The woman's heart was hammering as she crept forwards. Her entire life had been leading up to this moment. Years of training, of pain, of a shared hatred that had been drummed into her from birth. He was the reason the world was weak, the reason the kingdom was decadent and soft and ripe for the taking by anyone with any backbone. He was the reason that her people lived in the shadows, on the outskirts of the desert. Forced out of the fertile valleys and into the sand-blasted wastelands of the west. She felt hatred boil within her, and as she had been taught, as she had done so many times in the past, she channelled it, drew from it, and stalked forward, her apprehension gone.
He was just around the corner. He was just a man. Flesh and blood. And so old.
As she was about to round the final corner of the trail to where the man stood with his back to her, her hand rested beneath her robes, on her knife. A lifetime of preparation about to be validated. She turned past the final line of trees.
The man stood, listening intently to Aya, who was talking animatedly, a wide grin on her face and that same purple butterfly on her shoulder. The girl was giggling, and though she was too far away to hear exactly what she was saying, she was clearly deep into an entertaining story, for she heard the man laugh deeply.
This did not complicate things. The man had to die, and while the woman personally preferred to minimise needless collateral - not all of the clan took this approach - she was perfectly willing to spill innocent blood to accomplish her goals. She had many times before, after all. So the girl's appearance really didn't change anything from her perspective. There were only three of them. It was just one more kill.
And yet the woman did not stride forward, discard her disguise, draw her knife and slay them both where they stood. In her mind's eye she saw the actions she needed to perform. She saw the movement, the swift cut, the dark, pooling blood.

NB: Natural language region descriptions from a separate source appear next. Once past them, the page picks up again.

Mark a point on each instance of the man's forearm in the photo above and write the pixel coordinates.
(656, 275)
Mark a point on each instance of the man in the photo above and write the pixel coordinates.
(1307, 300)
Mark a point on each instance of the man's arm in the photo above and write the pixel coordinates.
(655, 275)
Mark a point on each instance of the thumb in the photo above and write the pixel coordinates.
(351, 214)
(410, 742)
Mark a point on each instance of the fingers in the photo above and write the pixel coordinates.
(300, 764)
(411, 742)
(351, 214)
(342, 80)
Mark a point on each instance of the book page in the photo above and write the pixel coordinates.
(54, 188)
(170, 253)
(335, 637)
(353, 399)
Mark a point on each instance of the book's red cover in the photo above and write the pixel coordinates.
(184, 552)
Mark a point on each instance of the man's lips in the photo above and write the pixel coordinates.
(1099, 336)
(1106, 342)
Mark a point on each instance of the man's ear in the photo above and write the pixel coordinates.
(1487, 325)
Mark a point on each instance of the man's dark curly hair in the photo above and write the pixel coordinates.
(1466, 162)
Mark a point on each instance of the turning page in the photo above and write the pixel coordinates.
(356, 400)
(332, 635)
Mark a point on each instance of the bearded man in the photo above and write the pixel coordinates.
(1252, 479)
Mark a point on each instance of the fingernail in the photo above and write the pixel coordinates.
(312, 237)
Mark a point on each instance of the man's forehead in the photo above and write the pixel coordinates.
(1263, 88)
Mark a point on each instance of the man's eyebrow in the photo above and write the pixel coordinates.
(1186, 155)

She felt the satisfaction as the man they called the hero fell, choking, his own weapon still sheathed beneath his cloak. But she saw too the look of fear in Aya's eyes, heard the piercing innocence of her screams. Saw that damned purple butterfly.
Unable to control herself, the woman stepped back around the corner. The pair had not seen her she didn't think. There was still time. Internally she was screaming, furious at herself. What was happening? This was the opportunity of a lifetime. She would never again get this chance. She took a deep breath. She's just a girl. A nobody.
The woman rounded the corner again, but the man was gone.
Aya was watching her curiously, as if there was nothing strange about her sudden appearance in the middle of the forest. The woman looked past her - had he stuck to the path? Or was he moving through the trees, poised to cut her down where she stood? She swivelled, scanning the area with well-trained eyes, but she saw nothing. When she turned back, somewhat satisfied, Aya had moved forward cautiously. She was a brave girl, that much was obvious, but she wasn't stupid. She could tell something was strange about the woman's behaviour.
'Hello Naibu. Why are you in the forest?' As ever, the question got directly to the point. The woman recovered, her anger subsiding as she once more fell into the roll of wandering beggar.
'Oh my, Aya. I seem to have taken a wrong turn. Am I going the right way to get back to the inn?'
Aya's suspicions seemed to lift at this, clearly the woman's act was more convincing than it felt.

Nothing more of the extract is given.